Court quashes Zahid’s ban on G25’s book on Islam

Lawyer Surendra Ananth is seen at the court complex in Putrajaya February 21, 2019. — Picture by Zuraneeza Zulkifli
Lawyer Surendra Ananth is seen at the court complex in Putrajaya February 21, 2019. — Picture by Zuraneeza Zulkifli

KUALA LUMPUR, April 9 — The High Court today nullified then-home minister Datuk Seri Ahmad Zahid Hamidi’s 2017 ban on pro-moderation group G25’s book that compiled writings on the administration of Islam.

The G25 movement’s lawyer, Surendra Ananth, said High Court judge Datuk Nordin Hassan allowed the group’s legal challenge against the ban on the basis that it was “illegal” and against Section 7(1) of the Printing Presses and Publications Act.

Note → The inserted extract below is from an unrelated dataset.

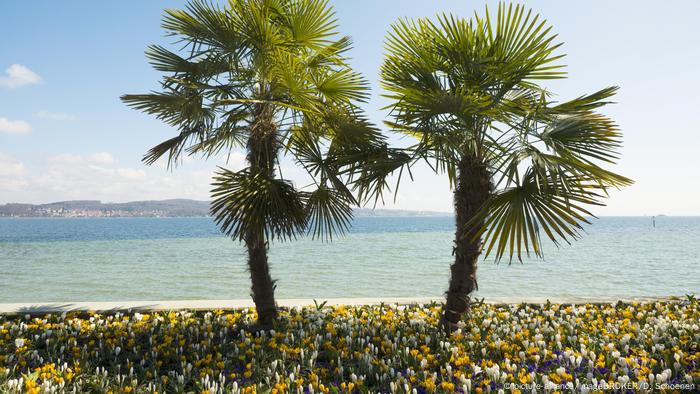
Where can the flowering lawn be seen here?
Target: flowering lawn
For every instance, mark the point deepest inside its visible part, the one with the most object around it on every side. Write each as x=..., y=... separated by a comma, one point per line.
x=503, y=348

Among other things, Section 7(1) states that the home minister has the absolute discretion to order a ban on any publication if he is satisfied that it is likely to be prejudicial to public order or alarm public opinion or be prejudicial to the public interest

However, Surendra said the judge concluded that the requirement was not satisfied.

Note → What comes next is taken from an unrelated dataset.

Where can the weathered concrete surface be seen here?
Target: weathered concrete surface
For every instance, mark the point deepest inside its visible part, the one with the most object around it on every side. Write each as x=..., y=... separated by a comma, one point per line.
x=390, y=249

“The judge found there was no material put by the minister to show that the book was likely to be prejudicial to public order,” he told Malay Mail when contacted.

Surendra said the former home minister’s affidavit showed that the sole basis for the ban was based on a view Zahid had received from the Department of Islamic Development Malaysia (Jakim) asserting that portions of G25’s book were not Shariah-compliant.

“The court found that a guideline by Jakim in itself doesn’t show or fulfill the requirement under that Section and there’s also a Court of Appeal decision that says that,” he said.

Surendra said the judge also noted that about one-and-half years had passed between the book’s publication in December 2015 and the ban, with no untoward incident occurring to justify the 2017 prohibition.

“So he found the ban to be illegal and he quashed it,” Surendra said.

The book Breaking the Silence: Voices of Moderation ― Islam in a Constitutional Democracy was compiled by the G25 group comprising prominent Malay-Muslim individuals including retired senior civil servants, judges, academics and professionals.

The G25 members who filed for judicial review of the ban were Datuk Noor Farida Mohd Ariffin, Datuk Zainuddeen Abdul Bahari, the group’s de-facto chairman Tan Sri Mohd Sheriff Mohd Kassim, the late Datuk Latifah Osman Merican and Dr Asma Abdullah.

In a previous supporting affidavit, Mohd Sheriff said the book published by Singapore-based publisher Marshall Cavendish International contained the writings of 22 leading academics, lawyers and social activists, including himself and Asma.

Mohd Sheriff had explained that the 379-page book was aimed at promoting “discussion and dialogue on a moderate practice of Islam and was to be part of the consultative process embarked upon by G25 to address the excessive politicization of religion in Malaysia”.

He had noted that former prime minister Tun Abdullah Badawi wrote the foreword in the book, in which he recognised G25’s cause “in pursuit of a moderate and tolerant Islam with justice for all”.

He had also said then prime minister Datuk Seri Najib Razak had accepted a copy of the book from G25 members during a visit to his office on December 7, 2015.

Then the home minister, Zahid had on June 14, 2017 banned the book on grounds that it was likely to be “prejudicial to public order, alarm public opinion, be prejudicial to public interest”, with the order gazetted on July 27, 2017.

The G25 group had written to Zahid in August 2017 with a request for the book ban to be revoked in 14 days, but had to resort to filing the lawsuit.

On behalf of G25, Mohd Sheriff had in the affidavit argued that the book ban violated the G25 group’s constitutional rights to freedom of speech and equal treatment, respectively, under the Federal Constitution’s Article 10(1)(a) and Article 8(1), as well as its right to a fair hearing under Article 5 and 8 when it was not given an opportunity to be heard before the book ban.

Mohd Sheriff had argued that the book ban was “unfair and discriminative treatment” of G25 that was inconsistent with the government’s policy of pushing for a moderate approach of Islam, and that the ban was selective as the government had in many cases tolerated and acknowledged extreme views on Islam and did not take action against those who made such remarks.

The G25 group argued that the book ban should be quashed due to its illegality, procedural impropriety and as it was irrational and disproportionate, as well as G25’s legitimate expectation that the home minister would act according to the Malaysian government’s policy of promoting a “moderate approach of Islam”.